Creationists are characterized in their steadfast refusal to see humans as being on the same plane as the rest of the animal kingdom. To them, there is something about humans that completely sets them apart from the rest of the animal kingdom (the alleged existence of our souls). They go through all sorts of torturous, ridiculous ad hoc explanations for why their dogma trumps scientific evidence to the contrary. Racial egalitarians will happily concede that intra-species differences in intelligence, personality, etc. exist in various other species, but insist that humans are somehow an exception. Humans must be treated as separate from the rest of the animal kingdom according to their belief system. They go through all sorts of torturous, ridiculous ad hoc explanations for why their dogma trumps scientific evidence to the contrary. Creationists and racial egalitarians are both human exceptionalists and they are also both dogmatic idiots.
People stopped believing that one race was better than the other after WWI. People after WWI, started to realize that one race wasn't better then the other. I'm refering to social darwinism of course.
That's nonsense. "Separate but equal" was in effect until the 60's. That's the decade when social Marxism really took root.
During the war, Europeans were forced to call upon their colonies. Britian, for instance, would take over a million men from India to fight as Sepoys. After the war, no to few promises during the war were kept. Plus it probably didn't hurt that those fighting in the trenches would also get to see the colonized fight. The colonized rose up, and showed the Europeans what they were capable of. Then social dwarnism just couldn't be maintained.

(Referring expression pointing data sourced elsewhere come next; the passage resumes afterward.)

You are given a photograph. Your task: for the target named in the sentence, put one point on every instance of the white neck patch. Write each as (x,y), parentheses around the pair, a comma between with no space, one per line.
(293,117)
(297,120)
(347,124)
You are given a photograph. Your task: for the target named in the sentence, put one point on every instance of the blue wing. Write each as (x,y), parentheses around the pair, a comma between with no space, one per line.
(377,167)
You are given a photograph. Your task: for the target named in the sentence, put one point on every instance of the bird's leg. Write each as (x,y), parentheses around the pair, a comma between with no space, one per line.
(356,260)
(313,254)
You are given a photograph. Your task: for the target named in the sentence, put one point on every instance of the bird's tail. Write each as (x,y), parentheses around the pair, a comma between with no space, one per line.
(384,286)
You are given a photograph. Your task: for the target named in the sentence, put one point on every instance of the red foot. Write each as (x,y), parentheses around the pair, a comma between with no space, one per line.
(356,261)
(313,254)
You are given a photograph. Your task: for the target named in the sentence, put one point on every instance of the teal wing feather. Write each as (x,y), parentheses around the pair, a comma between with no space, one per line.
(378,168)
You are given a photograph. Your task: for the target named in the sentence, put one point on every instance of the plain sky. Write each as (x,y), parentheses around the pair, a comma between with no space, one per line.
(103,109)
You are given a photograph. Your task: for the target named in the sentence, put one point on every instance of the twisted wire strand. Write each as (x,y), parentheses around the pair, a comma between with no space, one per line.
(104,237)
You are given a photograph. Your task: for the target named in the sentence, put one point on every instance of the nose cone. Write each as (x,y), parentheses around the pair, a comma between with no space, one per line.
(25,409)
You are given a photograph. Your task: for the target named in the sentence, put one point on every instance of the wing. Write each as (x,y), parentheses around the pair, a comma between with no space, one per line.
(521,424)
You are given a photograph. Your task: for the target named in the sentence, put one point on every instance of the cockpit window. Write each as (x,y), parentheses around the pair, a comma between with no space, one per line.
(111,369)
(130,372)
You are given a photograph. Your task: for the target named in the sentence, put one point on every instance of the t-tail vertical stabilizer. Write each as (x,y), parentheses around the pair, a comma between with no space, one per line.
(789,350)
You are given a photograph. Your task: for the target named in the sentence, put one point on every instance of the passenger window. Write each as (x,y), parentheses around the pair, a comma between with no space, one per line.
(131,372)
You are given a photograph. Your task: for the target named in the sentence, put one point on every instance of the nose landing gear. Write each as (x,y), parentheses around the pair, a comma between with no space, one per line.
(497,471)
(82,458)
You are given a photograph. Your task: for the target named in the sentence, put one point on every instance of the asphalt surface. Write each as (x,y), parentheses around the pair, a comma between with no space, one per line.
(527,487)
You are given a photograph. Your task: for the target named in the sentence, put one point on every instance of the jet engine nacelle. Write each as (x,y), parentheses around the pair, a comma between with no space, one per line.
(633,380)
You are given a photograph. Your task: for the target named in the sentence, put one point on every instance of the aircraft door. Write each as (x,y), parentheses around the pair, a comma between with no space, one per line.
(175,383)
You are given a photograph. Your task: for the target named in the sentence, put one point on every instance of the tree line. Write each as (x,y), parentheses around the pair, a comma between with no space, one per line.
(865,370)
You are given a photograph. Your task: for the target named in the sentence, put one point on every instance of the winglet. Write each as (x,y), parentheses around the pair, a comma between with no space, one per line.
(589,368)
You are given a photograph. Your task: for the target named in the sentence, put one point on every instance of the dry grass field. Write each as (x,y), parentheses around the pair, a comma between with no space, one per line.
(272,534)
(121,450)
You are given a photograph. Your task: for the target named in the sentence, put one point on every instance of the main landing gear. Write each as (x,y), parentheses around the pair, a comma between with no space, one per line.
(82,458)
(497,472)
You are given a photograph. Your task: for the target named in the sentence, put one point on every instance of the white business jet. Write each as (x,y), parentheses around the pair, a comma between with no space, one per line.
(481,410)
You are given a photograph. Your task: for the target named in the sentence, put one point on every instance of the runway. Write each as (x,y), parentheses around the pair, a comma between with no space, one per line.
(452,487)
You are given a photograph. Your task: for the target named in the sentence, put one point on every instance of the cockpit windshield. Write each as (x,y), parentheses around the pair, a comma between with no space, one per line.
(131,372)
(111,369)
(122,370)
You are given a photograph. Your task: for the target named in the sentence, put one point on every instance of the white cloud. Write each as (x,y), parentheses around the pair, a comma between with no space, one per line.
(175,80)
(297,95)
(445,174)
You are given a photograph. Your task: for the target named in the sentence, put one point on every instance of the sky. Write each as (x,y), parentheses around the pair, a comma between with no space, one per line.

1) This is not true. Race realism has thrived to the present day, particularly in countries less afflicted with political correctness, like Japan, but also in a more underground form in Western countries like the United States. 2) http://en.wikipedia.org/wiki/Argumentum_ad_populum
Then I pointed out that race realism has survived in the West down to the present day, and I then also alluded (via the link) to the fact that you're engaging in a logical fallacy, as the truth value of a position is independent of the number of people who accept it (Copernicus, Galileo, Darwin ).